Sembra logico rilevare che la direttrice viaria che ricalca le attuali vie Brennero (primo tratto dopo il ponte sull’Olona), Aquileia, Oslavia e Dobbiaco, fino ad Induno Olona, è probabilmente il tracciato antico del collegamento verso Porto Ceresio (ex Porto Morcote), il Castello di Morcote, ed i successivi territori ora svizzeri, in quanto le attuali linee di percorso di fondo valle (vie Peschiera, Merano e Renè Vanetti), interessavano terreni all’epoca impraticabili. Era usato quindi un itinerario “alto” – indicato ancora chiaramente nella planimetria redatta nel 1766 in occasione della infeudazione di Varese a Francesco III d’Este – che, percorso verso Nord, passava davanti alla Chiesa, poi in prosieguo trovava l’antica locanda (l’attuale “Tana del Lupo”), poi a Induno trovava la Chiesa di San Pietro e vedeva un traffico rilevante e di lunga percorrenza. E’ quindi logico pensare che la dedica ai Martiri veronesi sia maturata per la frequentazione di mercanti e trasportatori provenienti dall’Est, dedica concretizzata poi nella ricostruzione – in corso come detto nel 1574 – di un antico precedente luogo di culto, del quale non restano tracce evidenti, ma che si può ipotizzare analogo alla chiesetta romanica di San Pietro in Induno. Secondo un appunto, non verificato, le reliquie dei Santi Martiri custodite nella Chiesa- Santuario a loro dedicata provenivano da Bergamo.

Singolare anche, di Penasca, che la sua l’autonomia “topografica” rispetto a Varese ed a Biumo – dai cui centri storici è decisamente staccata dalla Valle dell’Olona, non ne ha comportato alcuno stacco amministrativo.

E quindi, ripercorrerne la storia significa rileggere quella di Varese e di Biumo, riscoprendone aspetti ed episodi evidentemente noti agli storici ma dimenticati, come il “Trattato di Varese” stipulato a metà ‘700 tra il Lombardo Veneto di Maria Teresa d’Austria e la Confederazione Elvetica, i fatti garibaldini o il bombardamento di Varese da parte del generale Urban descritto in un opuscolo – edito per beneficenza - dal Direttore dell’Ospedale.

Penasca, dopo il ruolo antico di luogo di passaggio e di tappa, ha continuato a costituire un polo di riferimento, come meta di pellegrinaggi al Santuario – soprattutto per la Festa dei Santi il 9 agosto – poi ha assistito e partecipato, all’industrializzazione della Valle Olona con i propri abitanti passati dall’agricoltura all’industria, infine ha visto le campagne circostanti – con bellissime sistemazioni fondiarie, prevalentemente “a ronchetti”, punteggiate di cascine – trasformate in un quartiere della periferia cittadina, ma ha sempre difeso e continua tuttora il suo ruolo di “piccola capitale” ricca di iniziative e di localizzazioni artigianali, artistiche e culturali esprimendo nel tempo personalità ed episodi importanti e di grande valore.
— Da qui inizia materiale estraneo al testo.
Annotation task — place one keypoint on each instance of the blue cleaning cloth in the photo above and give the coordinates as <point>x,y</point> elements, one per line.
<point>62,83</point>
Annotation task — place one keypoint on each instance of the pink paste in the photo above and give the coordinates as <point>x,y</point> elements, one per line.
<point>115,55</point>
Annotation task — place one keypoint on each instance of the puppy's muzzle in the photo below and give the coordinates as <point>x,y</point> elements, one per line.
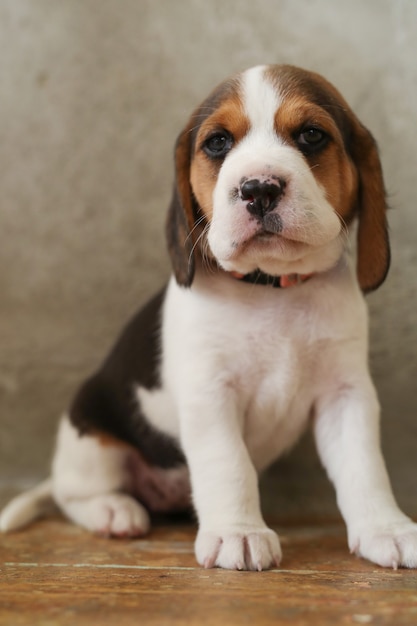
<point>263,197</point>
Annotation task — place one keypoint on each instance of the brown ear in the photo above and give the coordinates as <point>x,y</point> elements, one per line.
<point>373,254</point>
<point>180,219</point>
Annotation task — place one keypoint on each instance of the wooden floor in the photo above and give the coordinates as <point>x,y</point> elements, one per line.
<point>56,574</point>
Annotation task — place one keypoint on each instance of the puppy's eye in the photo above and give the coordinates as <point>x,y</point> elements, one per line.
<point>311,140</point>
<point>218,144</point>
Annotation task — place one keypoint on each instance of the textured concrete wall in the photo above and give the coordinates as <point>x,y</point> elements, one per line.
<point>92,96</point>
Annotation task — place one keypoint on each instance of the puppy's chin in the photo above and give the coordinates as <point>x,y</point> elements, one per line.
<point>277,255</point>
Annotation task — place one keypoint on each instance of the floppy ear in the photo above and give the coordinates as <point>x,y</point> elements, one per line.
<point>180,219</point>
<point>373,254</point>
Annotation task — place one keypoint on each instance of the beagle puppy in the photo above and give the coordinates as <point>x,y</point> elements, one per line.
<point>261,332</point>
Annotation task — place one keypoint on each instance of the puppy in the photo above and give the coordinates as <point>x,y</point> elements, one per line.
<point>261,331</point>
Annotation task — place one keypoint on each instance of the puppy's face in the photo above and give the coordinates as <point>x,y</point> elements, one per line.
<point>274,164</point>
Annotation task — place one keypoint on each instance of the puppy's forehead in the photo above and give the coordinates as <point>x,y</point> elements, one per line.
<point>260,92</point>
<point>260,98</point>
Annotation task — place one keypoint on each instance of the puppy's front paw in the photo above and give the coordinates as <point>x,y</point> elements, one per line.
<point>109,515</point>
<point>238,547</point>
<point>389,545</point>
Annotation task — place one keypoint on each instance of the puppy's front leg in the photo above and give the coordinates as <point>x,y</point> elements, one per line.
<point>347,434</point>
<point>232,533</point>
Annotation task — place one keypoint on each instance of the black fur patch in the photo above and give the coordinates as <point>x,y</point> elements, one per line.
<point>106,402</point>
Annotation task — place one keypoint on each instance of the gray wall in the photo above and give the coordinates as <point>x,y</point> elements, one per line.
<point>92,96</point>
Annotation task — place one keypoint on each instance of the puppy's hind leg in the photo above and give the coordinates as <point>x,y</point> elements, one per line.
<point>91,481</point>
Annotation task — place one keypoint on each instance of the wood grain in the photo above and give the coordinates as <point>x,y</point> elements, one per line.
<point>55,574</point>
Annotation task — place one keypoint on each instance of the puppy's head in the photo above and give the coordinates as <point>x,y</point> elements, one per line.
<point>271,170</point>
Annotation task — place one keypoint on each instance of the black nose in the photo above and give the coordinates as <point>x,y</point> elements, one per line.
<point>262,196</point>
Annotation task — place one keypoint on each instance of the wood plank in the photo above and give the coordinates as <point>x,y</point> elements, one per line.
<point>56,574</point>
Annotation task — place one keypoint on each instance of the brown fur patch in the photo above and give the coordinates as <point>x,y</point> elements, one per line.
<point>332,166</point>
<point>229,116</point>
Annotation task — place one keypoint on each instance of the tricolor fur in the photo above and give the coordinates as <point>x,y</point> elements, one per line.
<point>221,372</point>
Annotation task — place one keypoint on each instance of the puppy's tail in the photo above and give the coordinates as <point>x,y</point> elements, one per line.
<point>27,507</point>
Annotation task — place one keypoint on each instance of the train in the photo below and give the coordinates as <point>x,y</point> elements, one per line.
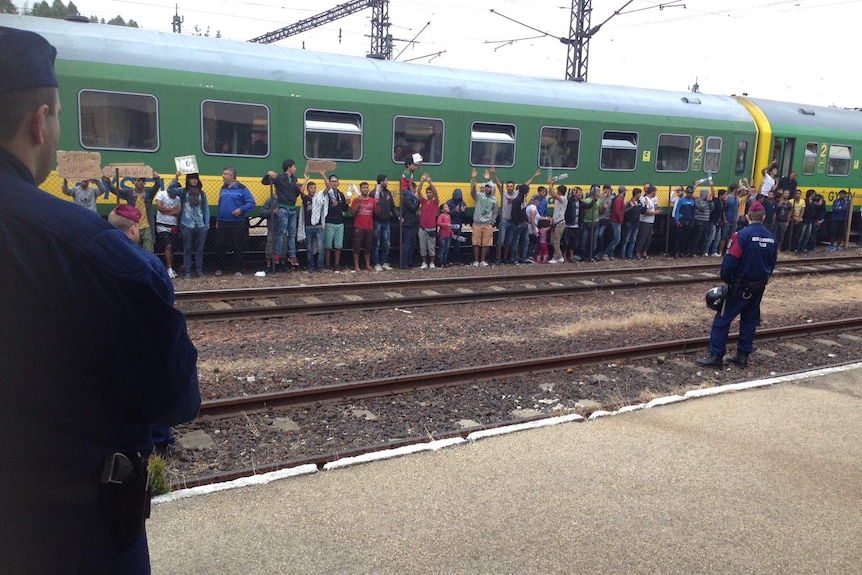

E’ rimasta di Penasca l’anima gentile ed aperta, rigorosa e tollerante in cui noi ci riconosciamo ed alla quale abbiamo dedicato un libro – del quale questo articolo è una ruvida sintesi - con il continuo impegno alla difesa, alla comprensione ed alla valorizzazione di un patrimonio fatto di radici concrete e di sentimenti ideali che ci accomuna e ci ispira.